## 3.1 Age-based measurement of development

### 3.1.1 Motivation for age-based measurement

Milestones form the based building blocks for instruments to measure child development. Methods to quantify growth using separate milestones relate the milestone behaviour to the child’s age. Gesell (1943) (p. 89) formulated this goal as follows:

We think of behaviour in terms of age, and we think of age in terms of behaviour. For any selected age it is possible to sketch a portrait which delineates the behaviour characteristics typical of the age.

There is an extensive literature that quantifies development in terms of the ages at which the child is expected to show a specific behaviour. The oldest methods for quantifying child development calculate an *age equivalent* for achieving a milestone, and compare the child’s age to this age equivalent.

### 3.1.2 Age equivalent and developmental age

Figure 3.1 graphs the ages at which each of the 21 children enter a given stage in Shirley’s motor data of Table 2.1. Since `standing`

follows `stepping`

, children who can stand are older than the children who are stepping. Hence the ages for standing are located more to the right.

Since age and development are so intimately related, we can express the *difficulty* of a milestone as the *mean age* at which children achieve it.

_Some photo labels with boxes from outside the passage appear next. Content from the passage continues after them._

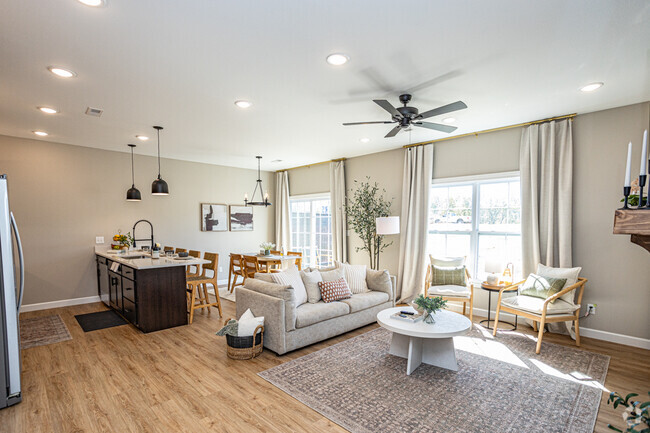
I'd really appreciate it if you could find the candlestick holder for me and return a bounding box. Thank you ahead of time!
[637,174,648,209]
[620,186,632,210]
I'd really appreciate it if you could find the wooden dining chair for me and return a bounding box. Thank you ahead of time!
[228,254,246,293]
[287,251,302,271]
[242,256,261,282]
[187,250,201,276]
[186,253,222,323]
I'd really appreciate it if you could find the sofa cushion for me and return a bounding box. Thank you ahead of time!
[300,271,323,304]
[271,265,307,307]
[296,301,350,328]
[501,295,580,314]
[366,269,393,299]
[427,284,471,298]
[341,292,388,313]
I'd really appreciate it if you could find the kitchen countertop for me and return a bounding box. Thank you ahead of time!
[95,247,210,269]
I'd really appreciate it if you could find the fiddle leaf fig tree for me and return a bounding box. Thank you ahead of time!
[345,177,393,269]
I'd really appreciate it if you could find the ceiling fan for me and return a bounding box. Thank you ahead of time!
[343,93,467,138]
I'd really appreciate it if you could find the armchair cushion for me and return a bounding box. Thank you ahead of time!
[535,263,582,304]
[519,274,566,304]
[501,295,580,314]
[427,284,472,298]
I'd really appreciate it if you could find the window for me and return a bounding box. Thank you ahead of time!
[290,194,334,267]
[428,174,521,280]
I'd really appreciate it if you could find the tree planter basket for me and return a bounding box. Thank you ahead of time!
[224,319,264,359]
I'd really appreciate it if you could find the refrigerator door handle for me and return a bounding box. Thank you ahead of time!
[10,212,25,312]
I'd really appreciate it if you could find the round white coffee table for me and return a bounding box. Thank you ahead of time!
[377,307,472,375]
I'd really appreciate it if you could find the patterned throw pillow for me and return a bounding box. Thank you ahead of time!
[431,265,467,286]
[519,274,566,304]
[318,278,352,303]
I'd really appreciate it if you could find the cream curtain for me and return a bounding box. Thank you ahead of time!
[330,161,348,262]
[396,144,433,303]
[519,119,575,338]
[275,171,291,251]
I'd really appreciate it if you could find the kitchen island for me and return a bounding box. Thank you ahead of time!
[95,248,209,332]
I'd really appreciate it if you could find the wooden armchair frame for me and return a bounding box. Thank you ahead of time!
[424,265,474,322]
[492,278,587,354]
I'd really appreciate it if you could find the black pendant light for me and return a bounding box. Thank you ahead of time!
[244,156,271,206]
[126,144,142,201]
[151,126,169,195]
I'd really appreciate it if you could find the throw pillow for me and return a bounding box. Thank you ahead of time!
[431,265,467,286]
[519,274,566,304]
[300,271,323,304]
[271,265,307,307]
[318,278,352,303]
[535,263,582,305]
[237,308,264,337]
[429,255,465,268]
[336,262,368,293]
[319,268,345,281]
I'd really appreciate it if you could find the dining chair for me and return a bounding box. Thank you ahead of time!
[287,251,302,271]
[186,253,222,324]
[228,254,246,293]
[187,250,201,276]
[242,256,261,282]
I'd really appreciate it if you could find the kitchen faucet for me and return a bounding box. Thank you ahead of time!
[133,220,155,250]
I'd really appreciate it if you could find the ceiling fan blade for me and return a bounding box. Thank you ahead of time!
[343,120,395,126]
[372,99,402,117]
[412,122,458,134]
[416,101,467,119]
[384,125,402,138]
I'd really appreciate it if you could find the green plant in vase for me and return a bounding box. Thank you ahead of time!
[413,295,447,323]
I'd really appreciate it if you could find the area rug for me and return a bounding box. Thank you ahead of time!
[259,325,609,433]
[74,310,128,332]
[20,314,72,349]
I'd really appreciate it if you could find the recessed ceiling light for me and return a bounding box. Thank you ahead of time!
[235,99,253,108]
[327,53,350,66]
[580,83,604,92]
[47,66,77,78]
[79,0,106,7]
[38,107,58,114]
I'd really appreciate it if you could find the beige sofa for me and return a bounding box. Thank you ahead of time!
[236,269,395,355]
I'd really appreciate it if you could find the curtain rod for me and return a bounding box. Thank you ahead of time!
[276,158,346,173]
[402,113,577,149]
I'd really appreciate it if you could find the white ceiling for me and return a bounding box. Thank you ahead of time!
[0,0,650,170]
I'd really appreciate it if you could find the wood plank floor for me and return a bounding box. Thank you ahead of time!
[0,301,650,433]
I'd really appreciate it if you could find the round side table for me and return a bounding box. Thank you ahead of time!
[479,281,517,331]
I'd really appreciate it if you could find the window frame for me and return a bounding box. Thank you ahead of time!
[427,171,521,283]
[289,192,334,266]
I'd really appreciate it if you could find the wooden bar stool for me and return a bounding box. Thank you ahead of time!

For example, Stott (1967) (p. 25) defines the *age equivalent* and its use for measurement, as follows:

The age equivalent of a particular stage is simply the average age at which children reach that particular stage.

Figure 3.2 adds the mean age and the boxplot at which the children enter the four stages. The difficulty of these milestones can thus be expressed as age equivalents: 16.1 weeks for `stepping`

, 27.2 weeks for `standing`

, 43.3 weeks for `walking with help`

and 63.3 weeks for `walking alone`

.

Thus, a child that is stepping beyond the age of 16.1 weeks is considered later than average, whereas a child already stepping before 27.2 weeks earlier than average. We may also calculate age delta as the difference between the child’s age and the norm age, and express it as “two weeks late” or “three weeks ahead.” Summarizing age delta’s over different milestones has led to concepts like *developmental age* as a measure of a child’s development.

### 3.1.3 Limitations of age-based measurement

Age-based measurement is easy to understand, and widely used in the popular press, but not without pitfalls:

- Age-based measurement requires us to know the ages at which the child entered a new stage. The mean age can be a biased estimate of item difficulty if visits are widely apart, irregular or missing.
- Age-based measurement can inform us whether a child is achieving a given milestone early of late. However, it does not tell us what behaviours are characteristic for children of a given age.
- Age-based measurement cannot exist without an age norm. When there are no norms, we cannot quantify development.
- Age-based measurement works only at the item level. Although we may average age delta’s over milestones, the choice of milestones is arbitrary.